Cilazapril

Chemical formula: C₂₂H₃₁N₃O₅  Molecular mass: 417.499 g/mol  PubChem compound: 56330

Pharmacodynamic properties

Cilazapril is a specific, long-acting angiotensin-converting enzyme (ACE) inhibitor which suppresses the renin-angiotensin-aldosterone system and thereby the conversion of the inactive angiotensin I to angiotensin II, which is a potent vasoconstrictor. At recommended doses, the effect of cilazapril in hypertensive patients and in patients with congestive heart failure is maintained for up to 24 hours.

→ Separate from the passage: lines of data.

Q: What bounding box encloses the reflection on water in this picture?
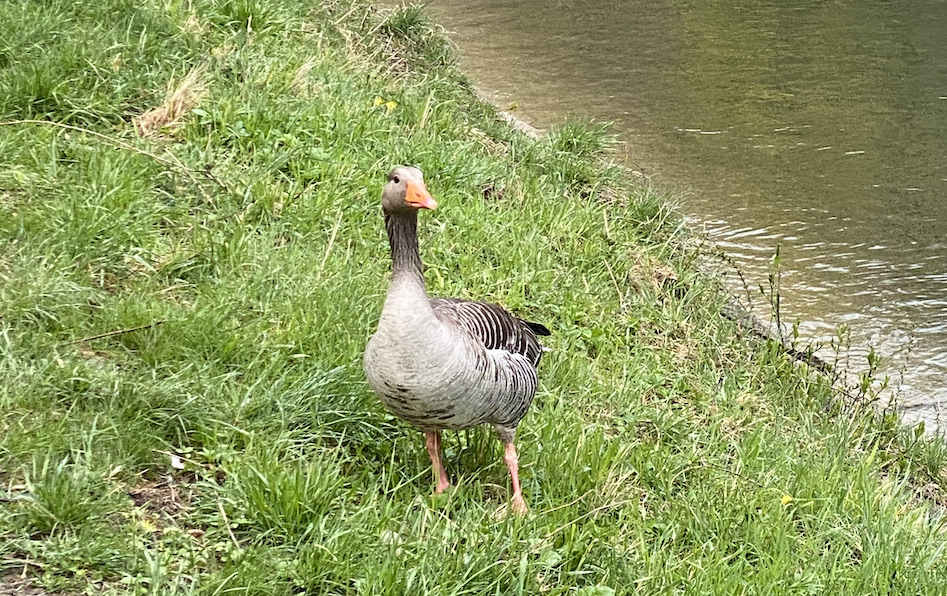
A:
[430,0,947,424]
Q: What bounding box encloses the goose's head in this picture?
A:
[381,166,437,213]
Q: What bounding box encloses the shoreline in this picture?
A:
[0,0,947,596]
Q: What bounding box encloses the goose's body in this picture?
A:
[365,167,549,512]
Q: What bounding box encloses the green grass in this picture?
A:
[0,0,947,596]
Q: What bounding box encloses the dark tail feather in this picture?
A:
[523,321,552,335]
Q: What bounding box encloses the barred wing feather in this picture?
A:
[431,298,549,366]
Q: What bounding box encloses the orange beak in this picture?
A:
[405,180,437,209]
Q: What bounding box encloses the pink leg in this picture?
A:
[424,431,450,494]
[503,443,529,515]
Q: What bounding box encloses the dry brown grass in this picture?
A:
[135,64,207,137]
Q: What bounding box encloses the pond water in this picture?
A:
[428,0,947,428]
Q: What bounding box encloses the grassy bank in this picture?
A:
[0,0,947,596]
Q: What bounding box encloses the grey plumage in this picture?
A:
[365,167,549,511]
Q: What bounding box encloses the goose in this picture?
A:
[364,166,549,514]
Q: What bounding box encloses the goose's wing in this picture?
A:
[431,298,549,366]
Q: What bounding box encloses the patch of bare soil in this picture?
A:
[0,573,64,596]
[129,476,191,532]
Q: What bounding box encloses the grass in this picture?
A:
[0,0,947,596]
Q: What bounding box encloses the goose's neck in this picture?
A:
[385,210,424,292]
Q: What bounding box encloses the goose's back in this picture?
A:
[366,298,548,440]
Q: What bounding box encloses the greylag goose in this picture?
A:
[365,166,549,513]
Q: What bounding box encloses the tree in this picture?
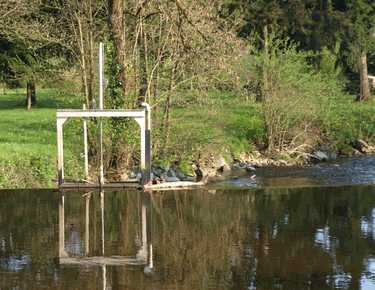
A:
[335,0,375,101]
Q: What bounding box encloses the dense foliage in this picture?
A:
[0,0,375,184]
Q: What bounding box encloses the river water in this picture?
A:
[0,158,375,290]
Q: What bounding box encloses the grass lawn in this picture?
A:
[0,89,375,188]
[0,89,81,188]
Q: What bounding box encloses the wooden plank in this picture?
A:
[56,110,145,119]
[59,256,147,266]
[60,181,141,189]
[144,181,206,190]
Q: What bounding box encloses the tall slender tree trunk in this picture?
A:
[108,0,127,104]
[358,52,371,101]
[26,81,36,110]
[256,25,269,102]
[138,20,148,104]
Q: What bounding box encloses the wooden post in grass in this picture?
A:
[83,104,89,181]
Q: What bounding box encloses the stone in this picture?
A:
[312,150,329,161]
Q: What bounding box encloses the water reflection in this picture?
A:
[59,191,153,272]
[0,186,375,290]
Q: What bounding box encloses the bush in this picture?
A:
[247,35,342,154]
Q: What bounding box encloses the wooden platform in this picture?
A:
[59,181,142,190]
[59,180,206,191]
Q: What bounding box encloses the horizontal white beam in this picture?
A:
[56,110,145,119]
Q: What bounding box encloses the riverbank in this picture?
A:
[0,89,375,188]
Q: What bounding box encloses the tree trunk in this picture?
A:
[256,25,269,102]
[138,23,148,104]
[108,0,126,101]
[358,52,370,101]
[26,81,36,110]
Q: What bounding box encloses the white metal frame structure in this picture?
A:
[56,103,151,186]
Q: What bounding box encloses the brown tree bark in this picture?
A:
[108,0,126,95]
[358,52,371,101]
[26,81,36,110]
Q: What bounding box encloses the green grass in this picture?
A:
[0,89,375,188]
[166,91,265,161]
[0,89,82,188]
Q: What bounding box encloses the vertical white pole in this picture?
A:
[100,191,104,256]
[99,42,104,110]
[85,193,91,256]
[99,42,104,185]
[83,104,89,180]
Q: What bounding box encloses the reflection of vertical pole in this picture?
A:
[83,104,89,180]
[148,243,154,269]
[142,204,147,258]
[100,191,104,256]
[100,191,107,290]
[59,193,66,258]
[99,42,104,185]
[85,193,91,256]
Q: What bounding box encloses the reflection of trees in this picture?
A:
[0,187,375,290]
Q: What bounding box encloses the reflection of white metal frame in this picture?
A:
[59,191,153,270]
[56,103,151,186]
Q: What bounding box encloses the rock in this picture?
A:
[151,166,167,178]
[312,150,329,161]
[181,175,195,182]
[212,155,230,173]
[352,139,375,154]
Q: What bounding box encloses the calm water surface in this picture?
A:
[0,157,375,290]
[0,186,375,290]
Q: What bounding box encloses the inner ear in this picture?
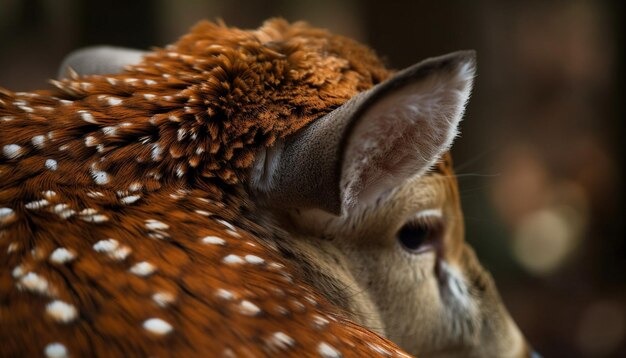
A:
[341,53,475,208]
[57,46,148,79]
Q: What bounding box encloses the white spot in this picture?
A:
[217,219,237,231]
[176,165,185,178]
[80,214,109,223]
[152,292,176,307]
[268,332,296,349]
[143,318,172,336]
[78,208,98,216]
[226,230,241,237]
[215,288,235,301]
[78,109,98,124]
[0,208,15,224]
[317,342,343,358]
[120,195,141,205]
[244,255,265,265]
[130,261,156,277]
[107,97,122,106]
[109,245,132,261]
[128,182,143,192]
[2,144,24,159]
[41,190,57,200]
[50,247,76,264]
[93,239,120,253]
[87,191,104,198]
[44,343,68,358]
[91,170,111,185]
[239,300,261,316]
[11,265,24,278]
[102,126,117,137]
[17,272,49,294]
[202,236,226,245]
[146,219,170,230]
[176,128,187,142]
[45,159,59,171]
[222,254,245,264]
[85,136,98,147]
[7,242,20,254]
[30,135,46,149]
[52,204,76,219]
[269,262,285,271]
[150,143,163,162]
[313,314,328,328]
[46,300,78,323]
[367,342,391,357]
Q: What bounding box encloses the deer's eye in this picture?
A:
[396,220,443,253]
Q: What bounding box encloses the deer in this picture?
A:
[0,19,534,358]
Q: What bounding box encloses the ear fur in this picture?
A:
[250,51,476,215]
[57,46,148,79]
[341,51,476,208]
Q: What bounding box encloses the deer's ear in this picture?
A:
[57,46,148,79]
[252,51,476,214]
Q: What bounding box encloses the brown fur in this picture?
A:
[0,20,410,357]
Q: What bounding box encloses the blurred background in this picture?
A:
[0,0,626,357]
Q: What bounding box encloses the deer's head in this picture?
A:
[59,23,530,357]
[252,51,529,357]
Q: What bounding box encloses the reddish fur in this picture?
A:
[0,20,414,357]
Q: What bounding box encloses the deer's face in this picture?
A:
[284,171,529,357]
[252,53,529,357]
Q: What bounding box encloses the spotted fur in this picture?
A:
[0,20,403,357]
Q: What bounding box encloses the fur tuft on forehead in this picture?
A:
[0,19,389,199]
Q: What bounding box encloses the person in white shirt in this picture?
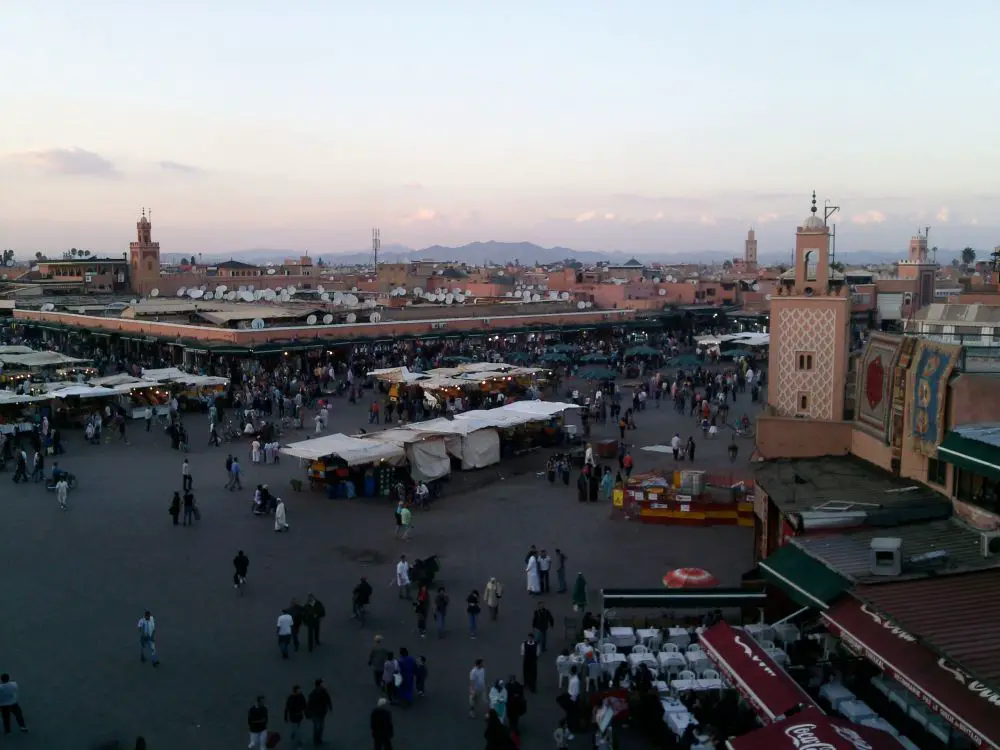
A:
[56,477,69,510]
[469,659,486,719]
[278,609,293,659]
[136,609,160,667]
[396,555,410,599]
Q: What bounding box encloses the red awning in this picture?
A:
[699,622,815,721]
[726,708,903,750]
[822,599,1000,750]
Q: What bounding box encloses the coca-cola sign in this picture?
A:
[733,636,778,677]
[785,722,873,750]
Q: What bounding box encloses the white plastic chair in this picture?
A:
[556,656,573,688]
[587,661,602,692]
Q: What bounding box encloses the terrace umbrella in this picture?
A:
[625,345,662,357]
[663,568,719,589]
[577,367,618,380]
[538,352,570,365]
[667,354,704,367]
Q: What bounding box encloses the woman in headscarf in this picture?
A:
[490,680,507,724]
[573,572,587,612]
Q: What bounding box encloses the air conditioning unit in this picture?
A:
[979,531,1000,557]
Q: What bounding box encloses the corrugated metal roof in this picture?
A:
[952,422,1000,448]
[791,520,1000,584]
[854,570,1000,687]
[754,456,951,517]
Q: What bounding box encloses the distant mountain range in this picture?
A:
[164,241,960,266]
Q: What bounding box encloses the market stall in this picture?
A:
[612,470,754,528]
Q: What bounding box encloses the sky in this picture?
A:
[0,0,1000,256]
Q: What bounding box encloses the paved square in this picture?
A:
[0,382,752,750]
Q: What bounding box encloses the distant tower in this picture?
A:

Pharmacokinetic properties

Absorption

Cilazapril is efficiently absorbed and rapidly converted to the active form, cilazaprilat. Ingestion of food immediately prior to cilazapril administration delays and reduces absorption to a minor extent which, however, is therapeutically irrelevant. The bioavailability of cilazaprilat from oral cilazapril approximates 60%, based on urinary recovery data. Maximum plasma concentrations are reached within 2 hours after administration and are directly related to dosage.

Elimination

Cilazaprilat is eliminated unchanged by the kidneys, with an effective half-life of 9 hours after oncedaily dosing with cilazapril.

Special populations

Renal impairment

In patients with renal impairment, higher plasma concentrations of cilazaprilat are observed than in patients with normal renal function, since drug clearance is reduced when creatinine clearance is lower. There is no elimination in patients with complete renal failure, but haemodialysis reduces concentrations of both cilazapril and cilazaprilat to a limited extent.

Elderly patients

In elderly patients whose renal function is normal for age, plasma concentrations of cilazaprilat may be up to 40% higher, and clearance 20% lower, than in younger patients. Similar changes in the pharmacokinetics occur in patients with moderate to severe liver cirrhosis.

Congestive heart failure

In patients with congestive heart failure, clearance of cilazaprilat is correlated with creatinine clearance. Thus, dosage adjustments beyond those recommended for patients with impaired renal function should not be necessary.

Preclinical safety data

Preclinical data reveal no special hazard for humans based on conventional studies of general pharmacology, repeated dose toxicity, genotoxicity, and carcinogenic potential.

Angiotensin converting enzyme inhibitors, as a class, have been shown to induce adverse effects on the late foetal development, resulting in foetal death and congenital effects, in particular affecting the skull. Foetotoxicity, intrauterine growth retardation and patent ductus arteriosus have also been reported. These developmental anomalies are thought to be partly due to a direct action of ACE inhibitors on the foetal renin-angiotensin system and partly due to ischaemia resulting from maternal hypotension and decreases in foetal-placental blood flow and oxygen/nutrients delivery to the foetus.